The name is mentioned, as Jokis Ludge, in John Nicoll's diary in 1650. A sasine in 1736 refers to "the Bleugowns Lodge commonly called Jocks Lodge". It is recorded that the Bluegowns, the king's bedesmen, were called by themselves and others Jockies. Thus the name of their house was Jockies Lodge.

The area is dominated by civil service office blocks, St Margaret's House and Meadowbank House, which were constructed in the early-1970s on the site of the St Margaret's railway locomotive depot, which was primarily for steam locomotives. From 2008, St Margaret's House has been leased to Edinburgh Palette, a registered charity which provides some 200 affordable studio spaces for designers, artists, small businesses and community organisations.
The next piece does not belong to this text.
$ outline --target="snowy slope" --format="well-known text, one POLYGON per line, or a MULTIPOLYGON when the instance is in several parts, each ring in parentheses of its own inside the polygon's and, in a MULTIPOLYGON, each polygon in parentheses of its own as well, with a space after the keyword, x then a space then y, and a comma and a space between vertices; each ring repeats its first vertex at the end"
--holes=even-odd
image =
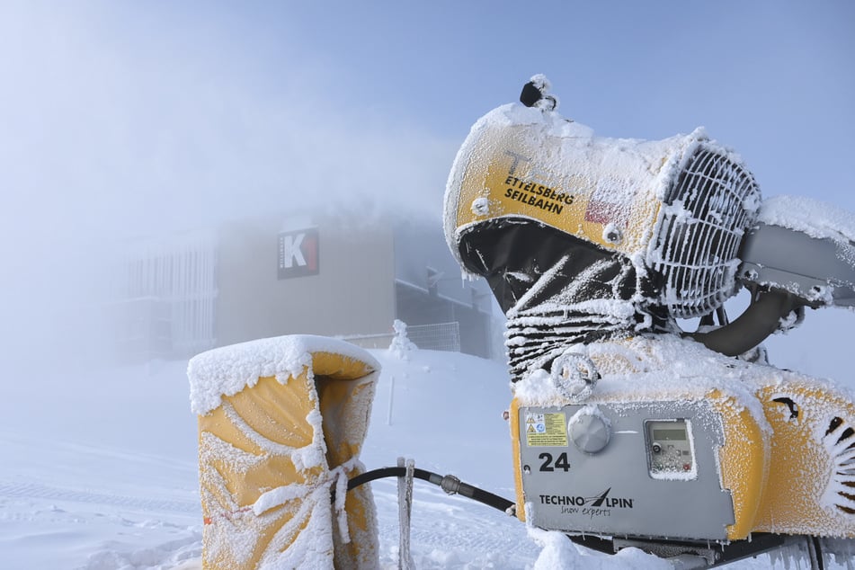
MULTIPOLYGON (((502 417, 509 394, 504 367, 449 352, 373 353, 384 369, 362 456, 366 466, 394 465, 405 456, 417 467, 453 473, 512 498, 508 426, 502 417)), ((196 423, 185 366, 124 370, 156 396, 138 397, 133 405, 98 402, 109 423, 103 414, 78 409, 68 411, 67 432, 38 423, 28 433, 20 425, 0 432, 0 566, 178 568, 199 558, 196 423), (127 443, 120 447, 120 441, 127 443), (152 451, 158 447, 161 452, 152 451)), ((381 562, 395 567, 396 484, 377 481, 373 490, 381 562)), ((412 549, 419 568, 668 567, 640 551, 618 557, 581 552, 560 535, 530 533, 515 519, 421 481, 412 549)), ((736 566, 769 567, 771 562, 764 557, 736 566)))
Meadowbank Stadium, immediately to the west was the location for the 1970 and 1986 Commonwealth Games. The East Coast Main Line railway also passes by here. Many of the houses in this area are Victorian tenements.

Both Royal HSFP and Lismore RFC were formerly based in the area; Lismore RFC taking its name from nearby Lismore Crescent.

Jock's Lodge was the first stop and change of the team horses for the original horse-drawn stagecoach run on the Edinburgh to London journey. At the back of the Jock Lodge Inn were the stables.
This journey began at the White Horse Close in the Canongate, technically then just outside Edinburgh.